Şarkılarıma gelince: Musikimizin bünyesini bozmadan Allah’ın lütfü ile yeni bir form üzerinde çalıştım ve çalışıyorum. Yetmiyor bu bana, ancak, düşündüğüm, duyduğum çok melodi dizisini tespit bile etmek istemiyorum, çünkü, bugünkü icra şartları içinde farklı ekol sahibi icracıların istenilen sonuca varmaları zor… Her icracı bir kıymet, hepsini takdirle anmak görevimiz, ama yetmiyor işte.
Çok büyük imkanlara sahip olsanız müzik için ne yapmak isterdiniz?

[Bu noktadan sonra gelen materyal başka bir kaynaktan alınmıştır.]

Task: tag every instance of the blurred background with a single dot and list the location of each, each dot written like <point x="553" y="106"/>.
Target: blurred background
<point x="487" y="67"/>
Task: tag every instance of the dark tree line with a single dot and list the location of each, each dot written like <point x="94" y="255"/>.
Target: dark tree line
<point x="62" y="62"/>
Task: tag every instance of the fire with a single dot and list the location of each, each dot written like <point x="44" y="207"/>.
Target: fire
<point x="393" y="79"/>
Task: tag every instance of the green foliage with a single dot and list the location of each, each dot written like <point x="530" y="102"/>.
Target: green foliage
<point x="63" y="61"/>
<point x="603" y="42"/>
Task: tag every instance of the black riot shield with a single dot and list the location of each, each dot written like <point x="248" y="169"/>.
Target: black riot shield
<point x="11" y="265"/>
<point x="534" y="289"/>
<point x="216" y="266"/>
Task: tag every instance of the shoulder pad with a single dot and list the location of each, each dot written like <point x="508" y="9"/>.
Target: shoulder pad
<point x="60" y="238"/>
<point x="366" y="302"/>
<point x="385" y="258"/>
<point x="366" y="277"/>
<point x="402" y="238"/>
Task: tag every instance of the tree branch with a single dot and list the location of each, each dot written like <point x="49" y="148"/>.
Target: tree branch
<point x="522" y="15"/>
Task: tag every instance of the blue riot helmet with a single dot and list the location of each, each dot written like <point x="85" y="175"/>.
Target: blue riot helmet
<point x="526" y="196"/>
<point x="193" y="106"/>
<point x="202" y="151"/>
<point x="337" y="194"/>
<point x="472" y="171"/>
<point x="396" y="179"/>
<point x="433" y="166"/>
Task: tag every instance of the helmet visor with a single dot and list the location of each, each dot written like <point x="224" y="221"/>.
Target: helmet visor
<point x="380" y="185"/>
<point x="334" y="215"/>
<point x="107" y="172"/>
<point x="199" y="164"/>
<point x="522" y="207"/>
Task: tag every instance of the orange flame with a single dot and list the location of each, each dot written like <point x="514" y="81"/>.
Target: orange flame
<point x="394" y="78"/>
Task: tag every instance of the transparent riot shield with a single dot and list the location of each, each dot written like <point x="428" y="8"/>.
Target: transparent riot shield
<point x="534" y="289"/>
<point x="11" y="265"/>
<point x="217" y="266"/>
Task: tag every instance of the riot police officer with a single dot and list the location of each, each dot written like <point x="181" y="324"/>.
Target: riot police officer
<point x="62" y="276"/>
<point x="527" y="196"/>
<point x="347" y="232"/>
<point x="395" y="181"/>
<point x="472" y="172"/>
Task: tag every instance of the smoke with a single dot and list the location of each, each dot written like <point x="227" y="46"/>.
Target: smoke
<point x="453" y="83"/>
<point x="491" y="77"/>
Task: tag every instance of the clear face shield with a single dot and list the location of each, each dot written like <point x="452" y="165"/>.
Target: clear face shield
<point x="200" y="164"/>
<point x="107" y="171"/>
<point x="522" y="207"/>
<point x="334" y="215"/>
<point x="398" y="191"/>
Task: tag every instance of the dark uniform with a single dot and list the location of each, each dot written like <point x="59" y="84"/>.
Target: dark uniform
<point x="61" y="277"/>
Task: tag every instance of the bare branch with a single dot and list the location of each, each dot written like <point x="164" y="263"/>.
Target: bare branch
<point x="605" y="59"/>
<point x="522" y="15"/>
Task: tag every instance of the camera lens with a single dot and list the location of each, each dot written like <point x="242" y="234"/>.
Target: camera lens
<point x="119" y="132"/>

-Kurduğum yayın ajansım en verimli şekle sokmak, ajansa bağlı, değerli öğretim üyelerinin yürüteceği bir özel dershane kurmak, tek tip nota yayınını sanayi haline getirip, her yerde kullanılmalarını sağlamak isterim. Bir dileğim de, Allah kısmet eder, ömrüm yeterse, A’dan Z’ye bir Türk Musikisi Antolojisi, yayınlamak
(Nefise E. Güngör / Ekim 1968 / İleri Musiki Dergisi / Arşiv çalışması: Serhan Yedig)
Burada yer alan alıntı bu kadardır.